A widespread disaster unfolded on the US Gulf Coast on Tuesday as up to 80 people were reported dead in Mississippi, and floodwaters poured into low-lying New Orleans through levees battered by powerful Hurricane Katrina.
Mississippi Gov. Haley Barbour told the NBC "Today" show there were reports of 50 to 80 fatalities in one coastal county alone, Harrison County.
"They are unconfirmed but likely are accurate and likelier to go up when we take in the other counties," Barbour said.
Local media said 30 people died at a Biloxi apartment complex where they were drowned or crushed by debris, and New Orleans' mayor reported bodies floating in floodwaters.
The death toll was expected to grow as rescuers struggled through high water and mountains of debris to reach areas devastated by Katrina when it struck the region on Monday. Hundreds needed to be rescued from rooftops, US Coast Guard officials said.
The storm inflicted catastrophic damage all along the coast as it slammed into Louisiana with 140 mph (224 kph) winds, then swept across Mississippi, Alabama and Tennessee.
It shattered buildings, broken boats, smashed cars, toppled trees and flooded cities. Risk analysts estimated the storm would cost insurers $26 billion, the most in US history.
Most of the deaths appear to have been caused by a massive storm surge that swept in from the sea and as far as a mile (1.5 km) inland in parts of Mississippi.
"The state has suffered a grievous blow on the coast," Barbour told reporters.
No deaths have been officially confirmed in Louisiana, but New Orleans Mayor Ray Nagin said bodies were floating in high waters that covered most of the city.

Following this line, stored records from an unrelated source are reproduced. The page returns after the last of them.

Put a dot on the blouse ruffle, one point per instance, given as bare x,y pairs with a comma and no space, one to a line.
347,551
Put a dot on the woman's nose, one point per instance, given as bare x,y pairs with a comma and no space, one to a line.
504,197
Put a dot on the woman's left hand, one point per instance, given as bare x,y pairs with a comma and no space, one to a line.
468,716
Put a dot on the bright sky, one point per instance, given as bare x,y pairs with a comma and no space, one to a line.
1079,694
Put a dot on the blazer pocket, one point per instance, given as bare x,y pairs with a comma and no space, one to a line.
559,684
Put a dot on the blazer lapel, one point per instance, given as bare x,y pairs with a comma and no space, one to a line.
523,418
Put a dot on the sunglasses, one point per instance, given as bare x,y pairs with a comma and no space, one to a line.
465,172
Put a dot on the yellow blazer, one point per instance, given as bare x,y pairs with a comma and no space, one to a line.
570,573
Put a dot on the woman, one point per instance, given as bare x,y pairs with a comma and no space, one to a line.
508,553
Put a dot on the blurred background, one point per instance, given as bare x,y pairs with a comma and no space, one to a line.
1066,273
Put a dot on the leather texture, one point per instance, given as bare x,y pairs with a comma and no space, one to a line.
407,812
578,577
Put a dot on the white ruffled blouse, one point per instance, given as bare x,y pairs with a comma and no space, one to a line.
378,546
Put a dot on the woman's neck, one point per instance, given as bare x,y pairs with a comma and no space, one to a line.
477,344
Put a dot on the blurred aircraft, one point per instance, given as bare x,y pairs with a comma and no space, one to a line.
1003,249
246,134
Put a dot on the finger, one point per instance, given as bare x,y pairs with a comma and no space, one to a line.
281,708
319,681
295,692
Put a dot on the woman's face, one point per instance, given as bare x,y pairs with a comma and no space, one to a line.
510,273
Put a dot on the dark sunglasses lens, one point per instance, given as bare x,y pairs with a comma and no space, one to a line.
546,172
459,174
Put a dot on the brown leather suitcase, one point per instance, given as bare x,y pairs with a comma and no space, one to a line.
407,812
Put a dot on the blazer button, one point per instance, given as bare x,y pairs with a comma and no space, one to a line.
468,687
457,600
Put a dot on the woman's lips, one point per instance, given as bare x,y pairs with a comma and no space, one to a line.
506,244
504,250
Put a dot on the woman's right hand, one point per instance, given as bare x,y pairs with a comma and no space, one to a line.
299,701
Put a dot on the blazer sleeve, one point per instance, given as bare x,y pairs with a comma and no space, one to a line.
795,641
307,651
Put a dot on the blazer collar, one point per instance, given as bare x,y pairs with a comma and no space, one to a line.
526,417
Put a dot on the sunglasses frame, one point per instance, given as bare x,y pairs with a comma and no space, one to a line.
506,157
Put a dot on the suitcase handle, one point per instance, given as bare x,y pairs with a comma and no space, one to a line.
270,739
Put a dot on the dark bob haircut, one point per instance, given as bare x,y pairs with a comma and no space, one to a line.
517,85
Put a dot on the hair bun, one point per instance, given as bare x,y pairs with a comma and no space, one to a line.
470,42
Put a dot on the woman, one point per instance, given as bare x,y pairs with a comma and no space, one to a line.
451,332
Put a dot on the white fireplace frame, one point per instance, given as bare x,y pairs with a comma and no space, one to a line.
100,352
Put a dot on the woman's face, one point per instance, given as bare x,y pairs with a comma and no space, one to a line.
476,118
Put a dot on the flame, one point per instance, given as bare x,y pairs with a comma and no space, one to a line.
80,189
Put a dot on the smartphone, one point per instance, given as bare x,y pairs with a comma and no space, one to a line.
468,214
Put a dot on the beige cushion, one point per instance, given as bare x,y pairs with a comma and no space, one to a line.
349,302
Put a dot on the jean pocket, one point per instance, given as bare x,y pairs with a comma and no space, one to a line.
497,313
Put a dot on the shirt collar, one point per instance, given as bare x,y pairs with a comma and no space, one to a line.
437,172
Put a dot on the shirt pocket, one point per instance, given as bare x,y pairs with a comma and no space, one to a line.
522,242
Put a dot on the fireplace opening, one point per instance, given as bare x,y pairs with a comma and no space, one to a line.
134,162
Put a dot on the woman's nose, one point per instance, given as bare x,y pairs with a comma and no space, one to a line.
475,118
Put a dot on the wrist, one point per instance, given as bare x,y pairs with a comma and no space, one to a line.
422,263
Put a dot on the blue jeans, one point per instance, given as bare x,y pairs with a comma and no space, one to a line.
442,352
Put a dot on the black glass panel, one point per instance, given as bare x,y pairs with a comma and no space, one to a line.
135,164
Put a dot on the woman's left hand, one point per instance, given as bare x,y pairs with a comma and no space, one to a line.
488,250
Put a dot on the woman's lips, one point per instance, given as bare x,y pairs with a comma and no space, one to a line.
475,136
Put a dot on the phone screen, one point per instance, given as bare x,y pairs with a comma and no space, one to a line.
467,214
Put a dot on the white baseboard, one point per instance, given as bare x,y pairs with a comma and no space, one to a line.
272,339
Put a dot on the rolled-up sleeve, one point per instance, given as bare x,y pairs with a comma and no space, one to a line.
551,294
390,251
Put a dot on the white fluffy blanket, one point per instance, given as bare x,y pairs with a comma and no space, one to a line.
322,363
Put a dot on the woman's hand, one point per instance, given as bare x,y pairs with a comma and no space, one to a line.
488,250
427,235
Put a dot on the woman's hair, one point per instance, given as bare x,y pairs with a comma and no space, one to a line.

"The city of New Orleans is in a state of devastation," he told television station WWL. We probably have 80 percent of our city under water; with some sections of our city the water is as deep as 20 feet (6 metres). We still have many of our residents on roofs," he said. "Both airports are under water."
New Orleans is mostly below sea level and protected by levees or embankments.
Nagin said the levees had given way in places to Katrina's storm surge, including a 200-foot (60 metre) breach near the city center through which waters from Lake Pontchartrain were pouring in.
"There's a serious leak and it's causing the water to continue to rise," he said. Adding to the problem were malfunctions in the system the city uses to pump out floodwaters.
So far, Nagin said, the historic French Quarter and central business district had not been badly flooded.
But Tulane University Medical Center vice president Karen Troyer-Caraway told CNN the downtown hospital was surrounded by 6 feet (two metres) of water and considering evacuating its 1,000 patients.
"The water is rising so fast I cannot begin to describe how quickly it's rising," she said. "We have whitecaps on Canal Street, the water is moving so fast."
Louisiana emergency-preparedness officials said plans were in the works to fix the broken levee.
The high waters flooded thousands of homes and forced many people into attics and onto roofs.
Police took boats into flood-stricken areas to rescue some of the stranded. Others were picked up by helicopter.
People used axes, and in at least one case a shotgun, to blast holes in roofs so they could escape their attics. Many who had not yet been rescued could be heard screaming for help, police said.
"This is a horror story. I'd rather be reading it somewhere else than living it," said Aaron Broussard, president of New Orleans' Jefferson Parish.
In Mississippi, water swamped the emergency operations center at Hancock County courthouse and the back of the building collapsed.
"Thirty-five people swam out of their emergency operations center with life jackets on," neighboring Harrison County emergency medical services director Christopher Cirillo told Mississippi's Sun Herald newspaper. "We haven't heard from them."
The storm revived memories of Hurricane Camille, which hit the region in 1969 with winds up to 200 mph (320 kph) and killed 256 people.
Before striking the Gulf coast, Katrina last week hit southern Florida, where it killed seven people.
Katrina knocked out electricity to about 2.3 million customers, or nearly 5 million people, in Louisiana, Mississippi, Alabama and Florida, utility companies said. Restoring power could take weeks, they warned.
On its way to the coast, the storm swept through oil and gas fields in the Gulf of Mexico where 20 percent of the nation's energy is produced.
At least two drilling rigs were knocked adrift and one in Mobile Bay, Alabama, broke free of its mooring and slammed into a bridge.
US oil prices on Monday jumped nearly $5 a barrel in opening trade to peak over $70 and on Tuesday was holding above $68 as oil firms assessed damage.
Governors in Louisiana, Mississippi, Alabama and Florida had summoned a total of at least 7,503 Army and Air Force National Guard troops to state duty to provide services ranging from law enforcement to debris removal and providing portable generators for electric power, Pentagon spokesman Bryan Whitman said.
By Tuesday morning, Katrina had moved inland to north-eastern Mississippi where the National Hurricane Center in Miami said it was downgraded to a tropical storm with 50 mph (80 kph) winds.